Mayor Bill de Blasio announced yesterday that the city is implementing a ban on Styrofoam starting January 1st, 2019, concluding a legal and political battle has been going on since 2013. On Friday, Manhattan Civil Court Judge Margaret Chan dismissed a lawsuit against the city, clearing the way for the ban.

The ban targets food service establishments, stores and manufacturers, banning "Expanded Polystyrene (EPS) foam food service articles" and "loose fill packaging" like packaging peanuts. The de Blasio administration will be working with businesses over the next six months to transition them to new packaging materials. Here's why, in the city's words, this stuff is so awful:

EPS is a major source of neighborhood litter and hazardous to marine life. EPS foam is a lightweight material that can clog storm drains and can also end up on our beaches and in New York Harbor. EPS containers can break down into smaller pieces, which marine animals may mistake for food. The environmental assessment prepared for the bill found that expanded polystyrene particles can wind up in the harbor, and in the floating gyre of non-biodegradable plastic debris that has been found in the Atlantic Ocean - creating a hazard for marine life such as sea turtles and fish.

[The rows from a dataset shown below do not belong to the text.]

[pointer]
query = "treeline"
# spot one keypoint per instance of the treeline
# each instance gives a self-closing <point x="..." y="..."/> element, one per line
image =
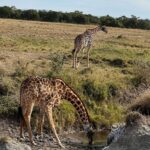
<point x="73" y="17"/>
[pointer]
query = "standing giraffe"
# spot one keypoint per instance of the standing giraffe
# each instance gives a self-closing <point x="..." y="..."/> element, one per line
<point x="85" y="40"/>
<point x="46" y="94"/>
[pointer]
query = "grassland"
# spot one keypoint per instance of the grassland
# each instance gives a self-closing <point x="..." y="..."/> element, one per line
<point x="119" y="61"/>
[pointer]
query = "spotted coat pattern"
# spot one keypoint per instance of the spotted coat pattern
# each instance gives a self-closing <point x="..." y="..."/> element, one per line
<point x="46" y="94"/>
<point x="83" y="41"/>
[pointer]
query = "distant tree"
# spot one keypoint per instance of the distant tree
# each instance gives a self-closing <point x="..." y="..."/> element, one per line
<point x="109" y="21"/>
<point x="30" y="14"/>
<point x="5" y="12"/>
<point x="74" y="17"/>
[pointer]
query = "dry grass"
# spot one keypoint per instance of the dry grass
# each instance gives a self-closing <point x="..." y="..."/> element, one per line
<point x="142" y="105"/>
<point x="27" y="47"/>
<point x="135" y="119"/>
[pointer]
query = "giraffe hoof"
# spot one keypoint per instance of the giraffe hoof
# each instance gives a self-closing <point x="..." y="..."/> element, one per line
<point x="63" y="147"/>
<point x="33" y="143"/>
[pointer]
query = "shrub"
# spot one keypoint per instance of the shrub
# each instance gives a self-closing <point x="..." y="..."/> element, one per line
<point x="95" y="91"/>
<point x="57" y="61"/>
<point x="141" y="74"/>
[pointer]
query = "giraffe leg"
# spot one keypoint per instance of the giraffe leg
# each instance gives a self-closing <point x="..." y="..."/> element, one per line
<point x="22" y="124"/>
<point x="51" y="122"/>
<point x="27" y="117"/>
<point x="73" y="66"/>
<point x="40" y="122"/>
<point x="88" y="50"/>
<point x="75" y="59"/>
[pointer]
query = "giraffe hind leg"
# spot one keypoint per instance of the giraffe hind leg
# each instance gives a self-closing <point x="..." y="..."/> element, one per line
<point x="51" y="122"/>
<point x="27" y="118"/>
<point x="40" y="122"/>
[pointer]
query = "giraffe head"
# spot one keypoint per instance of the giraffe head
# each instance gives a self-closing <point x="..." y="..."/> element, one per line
<point x="104" y="29"/>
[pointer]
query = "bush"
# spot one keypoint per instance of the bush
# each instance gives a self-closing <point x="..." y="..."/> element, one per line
<point x="141" y="74"/>
<point x="57" y="61"/>
<point x="95" y="92"/>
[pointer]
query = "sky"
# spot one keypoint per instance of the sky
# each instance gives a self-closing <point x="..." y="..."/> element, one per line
<point x="115" y="8"/>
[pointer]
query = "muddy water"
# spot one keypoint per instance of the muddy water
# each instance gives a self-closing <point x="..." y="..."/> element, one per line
<point x="100" y="137"/>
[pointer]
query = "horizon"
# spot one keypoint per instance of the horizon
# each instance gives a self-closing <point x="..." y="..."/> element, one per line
<point x="138" y="8"/>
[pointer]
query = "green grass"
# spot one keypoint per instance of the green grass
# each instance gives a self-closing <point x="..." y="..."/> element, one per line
<point x="44" y="49"/>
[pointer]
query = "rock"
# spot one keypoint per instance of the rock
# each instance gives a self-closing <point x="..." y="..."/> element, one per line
<point x="136" y="135"/>
<point x="7" y="143"/>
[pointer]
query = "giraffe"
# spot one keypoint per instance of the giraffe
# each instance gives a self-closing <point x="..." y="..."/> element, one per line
<point x="83" y="41"/>
<point x="46" y="94"/>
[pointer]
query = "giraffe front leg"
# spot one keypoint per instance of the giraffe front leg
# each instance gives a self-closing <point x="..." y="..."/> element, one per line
<point x="51" y="122"/>
<point x="22" y="124"/>
<point x="27" y="118"/>
<point x="88" y="51"/>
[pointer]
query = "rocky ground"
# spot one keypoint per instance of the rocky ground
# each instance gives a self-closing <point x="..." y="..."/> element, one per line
<point x="9" y="128"/>
<point x="136" y="135"/>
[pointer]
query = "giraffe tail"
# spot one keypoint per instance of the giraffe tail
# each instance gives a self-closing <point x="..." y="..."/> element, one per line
<point x="20" y="115"/>
<point x="73" y="51"/>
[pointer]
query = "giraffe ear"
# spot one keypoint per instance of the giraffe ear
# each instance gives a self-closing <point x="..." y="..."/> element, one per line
<point x="104" y="29"/>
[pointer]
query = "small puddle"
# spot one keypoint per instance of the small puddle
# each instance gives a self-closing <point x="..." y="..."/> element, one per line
<point x="100" y="137"/>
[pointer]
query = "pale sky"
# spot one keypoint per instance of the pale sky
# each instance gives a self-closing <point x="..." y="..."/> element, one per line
<point x="115" y="8"/>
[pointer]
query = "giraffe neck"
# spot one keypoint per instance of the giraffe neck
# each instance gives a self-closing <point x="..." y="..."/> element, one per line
<point x="92" y="31"/>
<point x="74" y="99"/>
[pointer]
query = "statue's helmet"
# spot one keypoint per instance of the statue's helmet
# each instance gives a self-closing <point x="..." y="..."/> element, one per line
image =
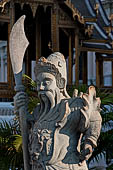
<point x="55" y="64"/>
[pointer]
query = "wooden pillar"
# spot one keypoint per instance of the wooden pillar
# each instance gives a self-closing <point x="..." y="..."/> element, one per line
<point x="101" y="72"/>
<point x="70" y="62"/>
<point x="84" y="67"/>
<point x="38" y="41"/>
<point x="54" y="28"/>
<point x="77" y="58"/>
<point x="10" y="25"/>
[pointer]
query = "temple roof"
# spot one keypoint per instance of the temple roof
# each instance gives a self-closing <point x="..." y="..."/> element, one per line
<point x="94" y="9"/>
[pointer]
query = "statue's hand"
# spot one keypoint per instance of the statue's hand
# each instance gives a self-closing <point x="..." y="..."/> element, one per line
<point x="86" y="152"/>
<point x="20" y="100"/>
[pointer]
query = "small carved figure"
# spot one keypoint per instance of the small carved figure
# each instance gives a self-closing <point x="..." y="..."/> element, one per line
<point x="59" y="122"/>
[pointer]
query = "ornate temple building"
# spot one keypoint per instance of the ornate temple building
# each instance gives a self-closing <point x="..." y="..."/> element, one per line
<point x="80" y="30"/>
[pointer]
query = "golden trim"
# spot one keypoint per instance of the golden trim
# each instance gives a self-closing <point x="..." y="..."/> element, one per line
<point x="3" y="3"/>
<point x="96" y="50"/>
<point x="89" y="30"/>
<point x="75" y="12"/>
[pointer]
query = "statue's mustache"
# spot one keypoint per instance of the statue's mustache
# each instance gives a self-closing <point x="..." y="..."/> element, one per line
<point x="44" y="92"/>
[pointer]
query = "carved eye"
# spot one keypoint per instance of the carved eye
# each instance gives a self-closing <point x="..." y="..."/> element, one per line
<point x="47" y="82"/>
<point x="38" y="83"/>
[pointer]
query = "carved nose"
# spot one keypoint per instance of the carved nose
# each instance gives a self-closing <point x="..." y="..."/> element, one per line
<point x="41" y="87"/>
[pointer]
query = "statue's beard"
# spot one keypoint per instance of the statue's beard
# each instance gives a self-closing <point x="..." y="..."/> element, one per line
<point x="47" y="102"/>
<point x="47" y="99"/>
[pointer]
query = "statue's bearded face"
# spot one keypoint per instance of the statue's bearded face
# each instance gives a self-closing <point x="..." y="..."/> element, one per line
<point x="46" y="83"/>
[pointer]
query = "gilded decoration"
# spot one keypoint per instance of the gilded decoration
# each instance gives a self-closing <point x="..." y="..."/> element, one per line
<point x="76" y="13"/>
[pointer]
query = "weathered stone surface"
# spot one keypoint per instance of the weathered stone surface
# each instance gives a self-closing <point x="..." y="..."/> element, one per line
<point x="59" y="122"/>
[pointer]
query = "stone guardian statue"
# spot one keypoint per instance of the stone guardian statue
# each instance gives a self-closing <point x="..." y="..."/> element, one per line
<point x="59" y="123"/>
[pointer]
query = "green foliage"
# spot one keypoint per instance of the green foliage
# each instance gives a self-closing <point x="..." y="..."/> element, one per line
<point x="11" y="155"/>
<point x="105" y="141"/>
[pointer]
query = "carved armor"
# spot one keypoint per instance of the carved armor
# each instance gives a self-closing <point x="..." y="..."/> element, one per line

“I am thrilled that the Courts have finally determined what many of us have known all along—Expanded Polystyrene (EPS) is not recyclable,” said Council Member Antonio Reynoso. “If we are going to reach our goal of zero waste to landfill by 2030, we must begin targeting materials like styrofoam."

Businesses, especially minority owned businesses, have been concerned about the cost of replacing foam packaging. "We hear from minority business owners all the time about increasing costs for them to do business here," Bronx area Councilman Fernando Cabrera said in an interview with WNYC last year. "Clamshell containers and cups are a staple in ethnic restaurants in my community." WNYC noted that Cabrera received $39,095 in campaign contributions from Ariane Dart, the wife of Robert Dart, CEO of Dart Container, one of the organizations suing the city.

There will be hardship exceptions available for businesses and non-profits making less than $500,000 a year, so you might still be getting your takeout in immortal foam clamshell containers for years to come.

Back in 2013, the City Council banned foam take-out containers, but the law didn't go into effect until 2015, after a one-year study to see if polystyrene was recyclable. The Department of Sanitation concluded the containers were non-recyclable. A coalition of restaurant and manufacturing groups then sued the city, arguing that polystyrene was recyclable, and they won the suit. The judge ruled the Department of Sanitation needed to produce another report on the feasibility of recycling these containers. The report came out last month, and the Sanitation Department concluded, again, that "expanded polystyrene cannot be recycled."

New York will join an ever-growing list of cities and counties across the country that have banned plastic foam products. McDonalds and Dunkin' Donuts have also promised to eliminate foam cups, but not everyone is happy with the changes.